While many Americans are struggling, many members of Congress are making money on stock trades that are illegal for everyone else.
After "60 Minutes" reported on the problem, a bill to ban lawmakers from insider trading is finally on the fast track.
CBS News correspondent Nancy Cordes reports that, as the parties lock horns on a payroll tax cut - and just about everything else - it is the only bill on a bipartisan fast track.
It's called the "Stock Act" and it would explicitly ban members of Congress and staffers from profiting on non-public information gained through their work on Capitol Hill.
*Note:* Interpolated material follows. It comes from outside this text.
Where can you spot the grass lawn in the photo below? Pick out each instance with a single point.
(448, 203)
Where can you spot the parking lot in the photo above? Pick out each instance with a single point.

"We must make it unambiguous that this behavior is illegal," said Sen. Kirsten Gillibrand (D-N.Y.).
"We should not be shielding Congress from laws that apply to other Americans," said Sen. Susan Collins (R-Maine).
Before the "60 Minutes" piece aired last month, the Stock Act had been languishing for five years. New York Democratic Congresswoman Louise Slaughter had only managed to round up nine co-sponsors.
"Now we have 138," Slaughter said.
Slaughter was inspired to introduce her bill after a staffer to former House Speaker Tom Delay was caught making thousands of day trades from his office.
"What I want to do is nip it in the bud. I don't want any more of it," Slaughter said.
House Speaker John Boehner, who was asked about his investments in the "60 Minutes" story, said Thursday that members are already bound by Congressional ethics guidelines.
"I think the SEC also has pretty clear rules," Boehner said.
But his fellow Republican, Massachusetts Sen. Scott Brown, disagreed.
"There hasn't been one prosecution. If the SEC has this power, why don't they use it?" Brown asked.
House Minority Leader Nancy Pelosi, whose investments were also examined by "60 Minutes," said Thursday she would support the bill too.
"I would hope that it's not as necessary as the whoop-de-do over it makes it seem," Pelosi said.
After years of ignoring this bill, many members now see supporting it as a no-brainer, because it shows they're willing to crack down on their own behavior, at a time when their approval rating stands at just 9 percent.